By Brandon Lipps
Acting Deputy Under Secretary, Food, Nutrition and Consumer Services
Recently, I was privileged to visit The Light House, Inc., in Annapolis, Maryland, a local organization using SNAP Employment and Training and other tools to help people in their community break the cycle of homelessness.
Two common causes for homelessness in America today are unemployment and poverty, with one feeding into the other in a continuous cycle. Programs that help the homeless develop employment skills can help break that cycle, allowing them to obtain a good-paying job and move into stable employment. The path to self-sufficiency begins with a stable job.
At the USDA Food and Nutrition Service, we work with our state and local partners to help move SNAP participants beyond the barriers homeless people face toward independence and self-sufficiency.
Led by Executive Director Jo Ann Mattson, The Light House, Inc. provides meal services, a food pantry, housing support, a Career Clothes Closet, and workforce training and development. Its Building Employment Success Training (B.E.S.T.) program provides job training and skills designed to help residents find sustainable employment, make a living wage, and achieve self-sufficiency. B.E.S.T. includes a culinary skills program where students learn all aspects of food preparation, nutrition, and catering.
FNS staff hear about the culinary skills program run by Light House, Inc. in Annapolis, Maryland.
My visit included a stop at The Light House Bistro in downtown Annapolis, a social enterprise business that employs many graduates of the B.E.S.T. culinary skills school.
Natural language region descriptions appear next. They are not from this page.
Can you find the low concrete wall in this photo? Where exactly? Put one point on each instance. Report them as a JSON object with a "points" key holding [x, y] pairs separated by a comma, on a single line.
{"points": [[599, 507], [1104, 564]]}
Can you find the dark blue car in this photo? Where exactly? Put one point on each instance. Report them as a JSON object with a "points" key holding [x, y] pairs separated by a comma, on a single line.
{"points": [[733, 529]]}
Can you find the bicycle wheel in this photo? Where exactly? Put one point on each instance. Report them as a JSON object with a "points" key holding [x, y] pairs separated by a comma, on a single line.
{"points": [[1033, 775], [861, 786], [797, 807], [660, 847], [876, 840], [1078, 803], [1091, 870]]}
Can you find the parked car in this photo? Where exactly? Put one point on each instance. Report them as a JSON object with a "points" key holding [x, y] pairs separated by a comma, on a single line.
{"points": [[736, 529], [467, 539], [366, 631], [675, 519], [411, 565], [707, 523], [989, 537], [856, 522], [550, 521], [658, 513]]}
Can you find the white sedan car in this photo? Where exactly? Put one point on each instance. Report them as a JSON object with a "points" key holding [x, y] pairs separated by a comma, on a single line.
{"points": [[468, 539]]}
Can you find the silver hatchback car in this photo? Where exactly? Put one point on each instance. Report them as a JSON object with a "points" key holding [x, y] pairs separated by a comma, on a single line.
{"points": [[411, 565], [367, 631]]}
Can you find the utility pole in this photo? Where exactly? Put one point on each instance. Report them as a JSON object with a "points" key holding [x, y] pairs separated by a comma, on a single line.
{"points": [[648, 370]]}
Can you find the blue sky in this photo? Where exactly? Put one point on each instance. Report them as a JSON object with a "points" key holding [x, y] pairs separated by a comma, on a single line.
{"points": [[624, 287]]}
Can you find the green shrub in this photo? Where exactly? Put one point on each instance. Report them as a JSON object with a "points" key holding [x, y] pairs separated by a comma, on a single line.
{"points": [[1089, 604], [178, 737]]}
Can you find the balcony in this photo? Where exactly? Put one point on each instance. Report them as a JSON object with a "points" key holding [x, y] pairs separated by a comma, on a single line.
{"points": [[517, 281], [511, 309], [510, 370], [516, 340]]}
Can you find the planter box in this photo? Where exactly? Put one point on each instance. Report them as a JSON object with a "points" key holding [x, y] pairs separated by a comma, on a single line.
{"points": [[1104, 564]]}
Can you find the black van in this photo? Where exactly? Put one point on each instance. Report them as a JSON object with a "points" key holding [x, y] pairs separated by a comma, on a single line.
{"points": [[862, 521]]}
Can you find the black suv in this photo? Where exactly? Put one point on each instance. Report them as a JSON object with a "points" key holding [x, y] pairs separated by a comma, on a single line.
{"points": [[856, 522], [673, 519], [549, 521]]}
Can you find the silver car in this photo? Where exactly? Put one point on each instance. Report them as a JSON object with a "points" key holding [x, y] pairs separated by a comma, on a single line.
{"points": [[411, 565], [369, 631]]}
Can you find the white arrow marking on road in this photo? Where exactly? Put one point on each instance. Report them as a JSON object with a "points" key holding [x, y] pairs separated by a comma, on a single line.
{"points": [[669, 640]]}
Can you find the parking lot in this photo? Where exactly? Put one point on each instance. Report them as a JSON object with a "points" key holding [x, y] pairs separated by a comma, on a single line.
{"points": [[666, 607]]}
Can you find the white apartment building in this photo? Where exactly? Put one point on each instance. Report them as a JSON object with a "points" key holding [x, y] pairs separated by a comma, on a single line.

It was wonderful to see in person how The Bistro provides an environment where participants can continue learning while also developing their resume putting them on a path to becoming self-sufficient.
I met Chef Linda Vogler, the B.E.S.T. program Executive Training Chef, who shared how rewarding it is to see the intense pride her culinary school students exude after landing a job at The Bistro. “Some students tell me their training and employment is the first thing they ever finished,” said Chef Vogler, “and we encourage a collegial atmosphere here at The Bistro, allowing veteran B.E.S.T. program graduates and Bistro employees to act as mentors to current students and recent graduates. “It’s easy for me to give back because of what was given to me,” says Tiffany, one of The Bistro’s star employees, “It’s the best thing that’s ever happened to me.”
The Bistro General Manager and Training Chef Beth Rocca gave us a tour of the kitchen where I had a chance to speak with the line cooks and sous chefs who recently graduated the culinary skills course. It was impressive to see first-hand how The Light House works to put SNAP participants on a path toward self-sufficiency.
At USDA, we are committed to supporting work and self-sufficiency among SNAP participants and we rely on our partners, local organizations using SNAP Employment and Training, to help equip our clients with the training and tools needed to find and maintain stable employment. The Light House is an exemplar of these partnerships, making a real difference in their community and in the lives of the people they serve so passionately.